When Was the Last Time You Knew What You Actually Wanted?

Here in Sonoma County, we're surrounded by people who seem to have it figured out. Good jobs, nice homes, wine country weekends. But I sit across from high-functioning men every week who, when I ask what they want, genuinely don't know. Not because they're stupid or damaged. Because no one ever told them their wants were worth tracking. Somewhere along the way, they learned to be good at life without ever checking in on whether it was their life.

For a lot of these guys, the disconnect didn't happen all at once. It was gradual. You got busy, you got responsible, you got good at reading the room and adjusting accordingly. You became the guy who makes things work. And that's not nothing. But there's a cost to spending years optimizing for other people's comfort. At some point you look up and realize you've been so focused on managing everything around you that you've lost the thread back to yourself. You might still be functioning well by every external measure, and feel oddly hollow at the same time.

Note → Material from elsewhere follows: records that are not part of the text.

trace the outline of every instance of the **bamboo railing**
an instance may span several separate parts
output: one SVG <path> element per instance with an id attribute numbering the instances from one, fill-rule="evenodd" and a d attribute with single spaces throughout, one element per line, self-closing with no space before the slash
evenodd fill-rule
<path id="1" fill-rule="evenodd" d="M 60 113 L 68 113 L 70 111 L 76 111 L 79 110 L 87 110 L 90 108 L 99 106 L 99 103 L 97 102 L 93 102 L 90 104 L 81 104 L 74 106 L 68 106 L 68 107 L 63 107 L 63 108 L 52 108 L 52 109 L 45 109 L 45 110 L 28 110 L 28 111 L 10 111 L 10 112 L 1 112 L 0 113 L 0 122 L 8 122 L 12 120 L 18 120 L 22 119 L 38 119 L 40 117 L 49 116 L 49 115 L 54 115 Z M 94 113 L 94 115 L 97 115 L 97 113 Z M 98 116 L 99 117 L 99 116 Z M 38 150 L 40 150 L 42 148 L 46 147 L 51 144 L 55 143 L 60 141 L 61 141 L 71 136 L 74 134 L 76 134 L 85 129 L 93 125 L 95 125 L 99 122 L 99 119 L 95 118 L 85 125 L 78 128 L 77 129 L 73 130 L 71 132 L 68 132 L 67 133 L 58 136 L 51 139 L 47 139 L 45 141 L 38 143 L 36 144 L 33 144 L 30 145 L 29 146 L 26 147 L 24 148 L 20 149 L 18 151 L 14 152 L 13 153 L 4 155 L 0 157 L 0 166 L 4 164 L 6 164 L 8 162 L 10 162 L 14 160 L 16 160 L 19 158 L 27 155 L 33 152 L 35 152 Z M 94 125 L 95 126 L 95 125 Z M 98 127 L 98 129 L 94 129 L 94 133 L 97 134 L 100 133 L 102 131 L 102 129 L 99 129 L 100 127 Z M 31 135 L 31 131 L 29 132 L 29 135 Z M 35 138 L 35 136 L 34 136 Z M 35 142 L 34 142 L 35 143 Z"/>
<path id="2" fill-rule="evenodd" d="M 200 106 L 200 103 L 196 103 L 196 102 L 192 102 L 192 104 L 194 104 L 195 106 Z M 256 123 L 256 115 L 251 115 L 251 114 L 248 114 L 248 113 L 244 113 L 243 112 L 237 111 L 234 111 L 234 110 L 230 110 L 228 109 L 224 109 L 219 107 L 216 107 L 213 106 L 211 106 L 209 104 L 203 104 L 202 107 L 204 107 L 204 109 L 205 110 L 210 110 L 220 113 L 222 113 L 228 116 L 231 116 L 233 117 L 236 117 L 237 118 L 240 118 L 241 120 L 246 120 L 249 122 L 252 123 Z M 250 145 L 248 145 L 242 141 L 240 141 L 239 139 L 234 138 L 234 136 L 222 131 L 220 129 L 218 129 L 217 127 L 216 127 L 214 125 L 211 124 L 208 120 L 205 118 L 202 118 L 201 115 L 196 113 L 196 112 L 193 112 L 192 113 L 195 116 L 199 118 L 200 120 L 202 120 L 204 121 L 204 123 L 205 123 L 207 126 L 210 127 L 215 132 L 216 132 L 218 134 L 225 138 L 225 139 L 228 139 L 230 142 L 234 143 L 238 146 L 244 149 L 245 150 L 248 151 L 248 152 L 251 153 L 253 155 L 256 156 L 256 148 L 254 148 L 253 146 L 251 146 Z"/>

Getting back in touch with what you actually want, not what you're supposed to want, is quieter and stranger work than most men expect. It starts small. What did you enjoy before you got busy being responsible? What would you say if you weren't worried about the reaction? What have you been putting off, not because you don't have time, but because it feels somehow selfish to want it? That thread, small as it is, leads somewhere real. Following it isn't self-indulgent. It's how you start showing up as someone who's actually present, in your relationship, your work, and your own skin.